In Bhiwadi and Neemrana, the price appreciation is greater when compared to areas in Delhi, Gurgaon and Noida. Apartments are lower priced too, when compared to thee prices of apartments in Delhi, Gurgaon and Noida because these are areas where large scale development is yet to happen. The weighted average BSP (Rs. /Sq. Ft.) of apartments units in Bhiwadi and Neemrana in April 2015 were 2,517 and 2,655 respectively.
1.5 (Infographic By Sandeep Bhatnagar.
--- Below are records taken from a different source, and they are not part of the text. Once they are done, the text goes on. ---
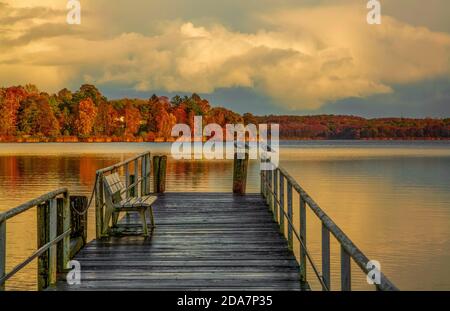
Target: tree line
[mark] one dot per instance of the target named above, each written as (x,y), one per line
(27,114)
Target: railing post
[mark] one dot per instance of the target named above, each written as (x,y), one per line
(78,223)
(159,174)
(346,284)
(261,174)
(270,188)
(99,206)
(147,173)
(42,239)
(143,175)
(281,203)
(2,253)
(240,173)
(64,223)
(275,191)
(289,203)
(303,238)
(136,177)
(53,230)
(127,179)
(326,257)
(132,191)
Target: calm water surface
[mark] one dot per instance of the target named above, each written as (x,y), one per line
(391,198)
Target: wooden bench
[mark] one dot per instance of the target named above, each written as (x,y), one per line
(116,203)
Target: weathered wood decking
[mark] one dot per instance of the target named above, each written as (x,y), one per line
(202,241)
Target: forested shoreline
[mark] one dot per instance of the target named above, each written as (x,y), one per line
(29,115)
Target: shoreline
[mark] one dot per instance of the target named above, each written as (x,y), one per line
(76,140)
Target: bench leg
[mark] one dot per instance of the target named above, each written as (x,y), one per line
(115,218)
(144,222)
(152,219)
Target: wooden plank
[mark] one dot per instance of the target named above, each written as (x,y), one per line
(99,206)
(345,271)
(202,241)
(303,245)
(52,256)
(240,166)
(282,217)
(326,258)
(289,214)
(2,252)
(42,239)
(276,196)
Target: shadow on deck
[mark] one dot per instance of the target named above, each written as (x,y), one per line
(202,241)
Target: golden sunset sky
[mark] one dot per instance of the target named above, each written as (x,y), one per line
(262,56)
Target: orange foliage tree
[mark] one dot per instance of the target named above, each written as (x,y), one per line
(86,115)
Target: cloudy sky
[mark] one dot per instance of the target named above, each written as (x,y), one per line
(262,56)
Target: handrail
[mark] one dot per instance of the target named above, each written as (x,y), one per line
(348,248)
(355,253)
(139,180)
(123,163)
(30,204)
(313,265)
(47,223)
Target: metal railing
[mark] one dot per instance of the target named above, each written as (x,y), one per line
(138,182)
(51,216)
(273,190)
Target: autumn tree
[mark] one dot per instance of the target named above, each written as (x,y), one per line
(10,99)
(106,122)
(86,115)
(132,120)
(36,117)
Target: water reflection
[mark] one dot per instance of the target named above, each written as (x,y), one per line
(391,198)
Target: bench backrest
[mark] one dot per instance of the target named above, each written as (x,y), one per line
(114,187)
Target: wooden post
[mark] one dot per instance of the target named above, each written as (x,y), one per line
(53,213)
(64,223)
(303,238)
(2,252)
(275,195)
(78,224)
(42,239)
(127,179)
(346,281)
(132,192)
(147,174)
(240,173)
(99,207)
(282,203)
(289,203)
(326,257)
(159,174)
(270,189)
(143,176)
(136,176)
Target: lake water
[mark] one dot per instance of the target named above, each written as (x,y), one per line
(391,198)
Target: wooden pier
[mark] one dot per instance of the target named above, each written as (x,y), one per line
(201,241)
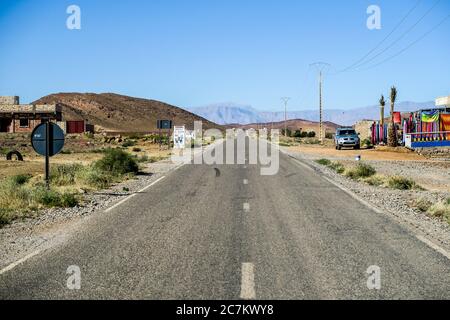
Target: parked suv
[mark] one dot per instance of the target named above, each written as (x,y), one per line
(347,138)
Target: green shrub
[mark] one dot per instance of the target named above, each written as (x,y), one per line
(143,159)
(5,216)
(94,177)
(441,210)
(64,175)
(362,170)
(401,183)
(376,181)
(324,162)
(117,162)
(367,143)
(422,204)
(20,179)
(337,167)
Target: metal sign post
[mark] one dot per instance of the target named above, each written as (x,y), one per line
(164,125)
(47,154)
(47,140)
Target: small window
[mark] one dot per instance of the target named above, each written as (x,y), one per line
(24,123)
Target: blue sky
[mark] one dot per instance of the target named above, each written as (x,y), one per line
(198,52)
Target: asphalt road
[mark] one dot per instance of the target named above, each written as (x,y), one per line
(226,232)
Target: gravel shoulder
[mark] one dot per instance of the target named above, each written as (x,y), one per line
(397,203)
(51,226)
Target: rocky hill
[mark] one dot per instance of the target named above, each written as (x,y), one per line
(118,113)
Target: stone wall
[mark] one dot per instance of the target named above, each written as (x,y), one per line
(9,100)
(32,123)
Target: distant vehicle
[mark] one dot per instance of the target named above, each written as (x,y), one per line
(347,138)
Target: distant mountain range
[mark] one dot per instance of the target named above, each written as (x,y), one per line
(231,113)
(117,113)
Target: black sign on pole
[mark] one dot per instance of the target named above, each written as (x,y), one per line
(47,140)
(164,124)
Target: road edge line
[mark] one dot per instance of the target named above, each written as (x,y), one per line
(133,195)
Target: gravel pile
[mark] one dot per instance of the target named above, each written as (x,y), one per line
(397,203)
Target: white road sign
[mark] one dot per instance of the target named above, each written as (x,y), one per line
(179,137)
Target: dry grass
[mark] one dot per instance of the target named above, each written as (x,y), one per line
(441,210)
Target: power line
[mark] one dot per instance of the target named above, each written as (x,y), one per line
(286,101)
(382,41)
(401,37)
(410,45)
(321,66)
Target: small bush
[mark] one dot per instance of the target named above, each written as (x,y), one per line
(143,159)
(324,162)
(64,175)
(367,143)
(20,179)
(422,204)
(5,216)
(117,162)
(376,181)
(441,210)
(362,170)
(52,198)
(338,167)
(401,183)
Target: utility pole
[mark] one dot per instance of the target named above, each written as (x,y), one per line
(321,66)
(286,101)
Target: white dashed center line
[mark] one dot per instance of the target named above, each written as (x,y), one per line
(248,282)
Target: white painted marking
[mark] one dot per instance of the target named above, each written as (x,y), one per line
(248,282)
(433,246)
(133,195)
(18,262)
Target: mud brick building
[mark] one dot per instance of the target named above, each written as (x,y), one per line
(22,118)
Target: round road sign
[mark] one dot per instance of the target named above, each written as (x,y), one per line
(39,139)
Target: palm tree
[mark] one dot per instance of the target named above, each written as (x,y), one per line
(392,139)
(382,105)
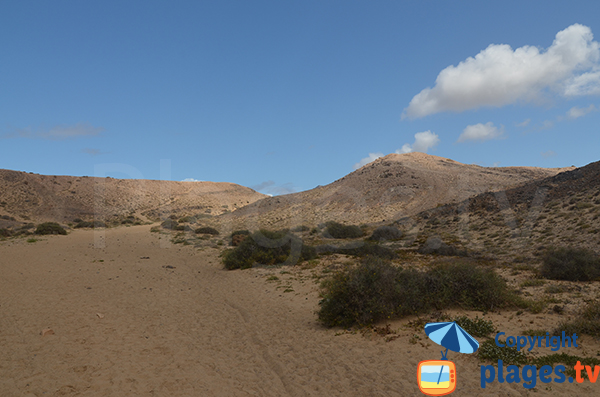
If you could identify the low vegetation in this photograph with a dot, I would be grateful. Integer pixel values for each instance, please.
(476, 327)
(573, 264)
(207, 230)
(50, 228)
(267, 248)
(361, 250)
(172, 224)
(386, 233)
(586, 322)
(337, 230)
(377, 290)
(89, 224)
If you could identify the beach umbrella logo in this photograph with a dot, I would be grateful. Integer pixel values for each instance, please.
(438, 377)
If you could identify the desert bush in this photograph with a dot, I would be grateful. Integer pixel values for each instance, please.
(476, 327)
(301, 228)
(362, 250)
(237, 237)
(172, 224)
(207, 230)
(89, 224)
(267, 248)
(489, 351)
(586, 322)
(573, 264)
(384, 233)
(376, 290)
(337, 230)
(50, 228)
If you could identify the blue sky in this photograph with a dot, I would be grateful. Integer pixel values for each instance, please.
(286, 95)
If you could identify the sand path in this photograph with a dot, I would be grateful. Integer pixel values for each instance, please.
(177, 324)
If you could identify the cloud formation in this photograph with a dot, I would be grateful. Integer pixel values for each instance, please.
(423, 142)
(548, 154)
(57, 133)
(481, 132)
(271, 189)
(499, 75)
(92, 151)
(575, 112)
(369, 159)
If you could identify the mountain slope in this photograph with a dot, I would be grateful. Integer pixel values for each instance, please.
(563, 210)
(390, 187)
(27, 196)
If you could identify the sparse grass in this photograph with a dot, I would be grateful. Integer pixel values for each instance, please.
(489, 351)
(50, 228)
(536, 282)
(376, 290)
(337, 230)
(384, 233)
(207, 230)
(267, 248)
(89, 224)
(476, 327)
(587, 322)
(573, 264)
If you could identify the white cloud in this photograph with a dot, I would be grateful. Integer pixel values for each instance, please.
(499, 75)
(548, 154)
(481, 132)
(372, 157)
(575, 112)
(423, 141)
(92, 151)
(57, 133)
(270, 188)
(585, 84)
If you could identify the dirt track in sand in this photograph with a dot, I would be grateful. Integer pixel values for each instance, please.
(190, 330)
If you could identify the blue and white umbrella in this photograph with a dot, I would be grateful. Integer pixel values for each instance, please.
(451, 336)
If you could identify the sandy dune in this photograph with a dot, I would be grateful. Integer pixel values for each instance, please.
(127, 326)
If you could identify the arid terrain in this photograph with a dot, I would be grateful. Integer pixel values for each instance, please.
(32, 197)
(145, 310)
(387, 189)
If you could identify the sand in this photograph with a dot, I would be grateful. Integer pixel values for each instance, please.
(144, 317)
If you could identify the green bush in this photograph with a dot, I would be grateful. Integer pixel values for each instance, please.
(50, 228)
(362, 250)
(376, 290)
(89, 224)
(337, 230)
(476, 327)
(268, 248)
(301, 228)
(384, 233)
(489, 351)
(172, 224)
(207, 230)
(587, 322)
(573, 264)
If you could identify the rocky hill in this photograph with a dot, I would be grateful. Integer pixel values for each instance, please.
(387, 189)
(35, 198)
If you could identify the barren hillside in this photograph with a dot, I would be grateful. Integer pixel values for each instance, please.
(389, 188)
(34, 197)
(563, 210)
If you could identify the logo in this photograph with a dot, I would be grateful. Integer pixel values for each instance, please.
(438, 377)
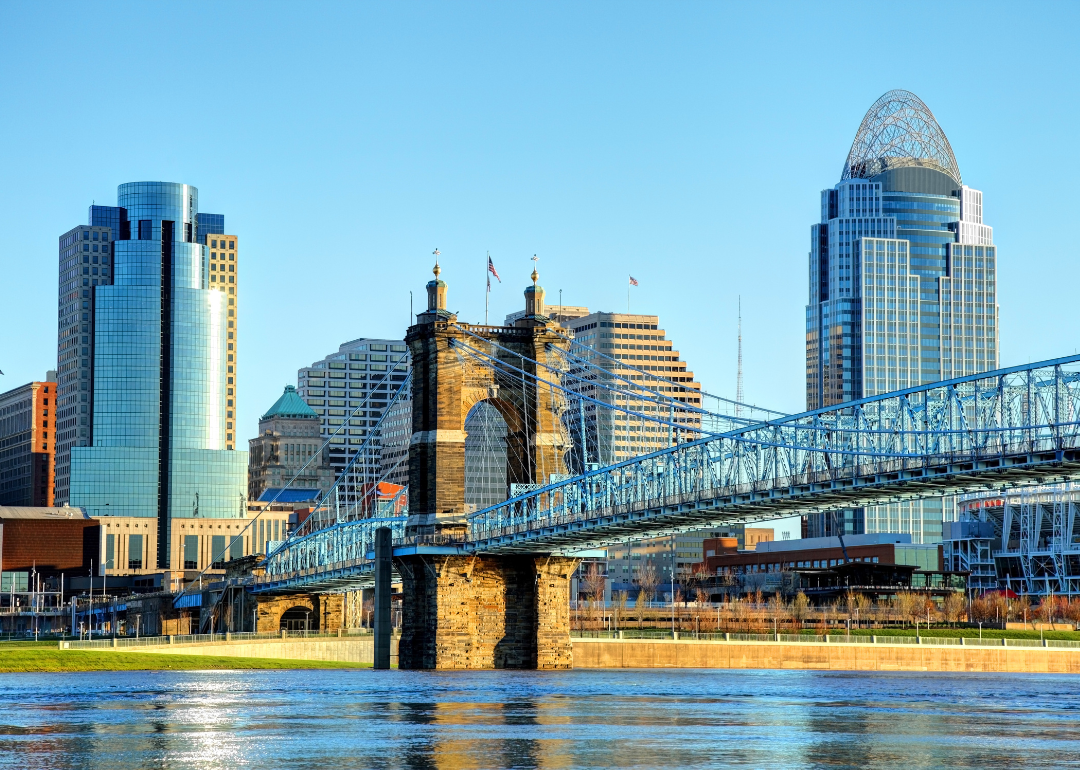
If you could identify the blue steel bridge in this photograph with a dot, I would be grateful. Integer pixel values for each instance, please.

Data by PropTiger Data Labs)
The number of units in Bhiwadi was 59,218, while in Neemrana, it was merely, 21,883. This suggests that Neemrana is greatly under-supplied (1.5) when compared to Bhiwadi because many early bird projects along the DMIC like Aerotropolis, Global city, Knowledge City and Multi-Modal Logistics Park (MMLP) are in Neemrana.
Sales and Prices
In Bhiwadi, from the third quarter (Q3) of 2010 to the third quarter (Q3) of 2014, prices have risen from Rs 1,619 to Rs 2,538 per sq. ft., though sales have dropped by nearly 68% since Q1 2014. In Neemrana, the prices have risen from Rs 2,582 in Q2 of 2012 to Rs 2,850 per sq. ft. in Q1 of 2015.
In Neemrana, after 30 Japanese companies set up plants, apartment units launched rose from 1, 525 in 2012 to 6,754 in 2013. But, in Neemrana too, since 2014 Q1, sales have dropped -- by 57%. Since 2010, price appreciation in Greater Bhiwadi has been 56%. In Neemrana, in the past two years, primary prices have risen by 6%.
Despite its growth potential, growth in the residential property markets in Neemrana are in its infancy. The Rajasthan State Industrial Development is investing heavily to make Bhiwadi and Neemrana industrial hubs, raising demand for residential property in the area.
In Bhiwadi, there has also been a rise in unsold inventory because real estate investors from Delhi and Gurgaon have been less keen on investing there in the recent past. This has led to a 30 month inventory overhang in the region. 98% of the unsold inventory in Greater Bhiwadi was priced less than 50 lakh, with 83% of the unsold stock less than 2 years old.
However, in Neemrana, inventory overhang is healthy, at 22 months. A whopping 78% of the unsold inventory in Neemrana is less than 2 years old (1.6). Moreover, the upcoming knowledge city and global city in Neemrana will stimulate growth in the region, leading to greater migration and population growth.
1.6 (Infographic By Sandeep Bhatnagar. Data by PropTiger Data Labs)
The Road Ahead
The residential projects in Bhiwadi and Neemrana are attractive propositions for investors, who wish to hold on to their property for over 5 years. The gestation period of such projects is long. The completion might take 5-7 years.
The projects in Bhiwadi and Neemrana are at present underpriced because many new SEZs, industrial projects and manufacturing setups that are expected to be set up in these areas, are yet to emerge.
In both these regions, apartment prices are likely to double in five years. But, Neemrana might see greater price appreciation because it is a more attractive location where prospects of planned development is higher. It is quite probable that Neemrana will replicate the development of its well-known Japanese investment zone.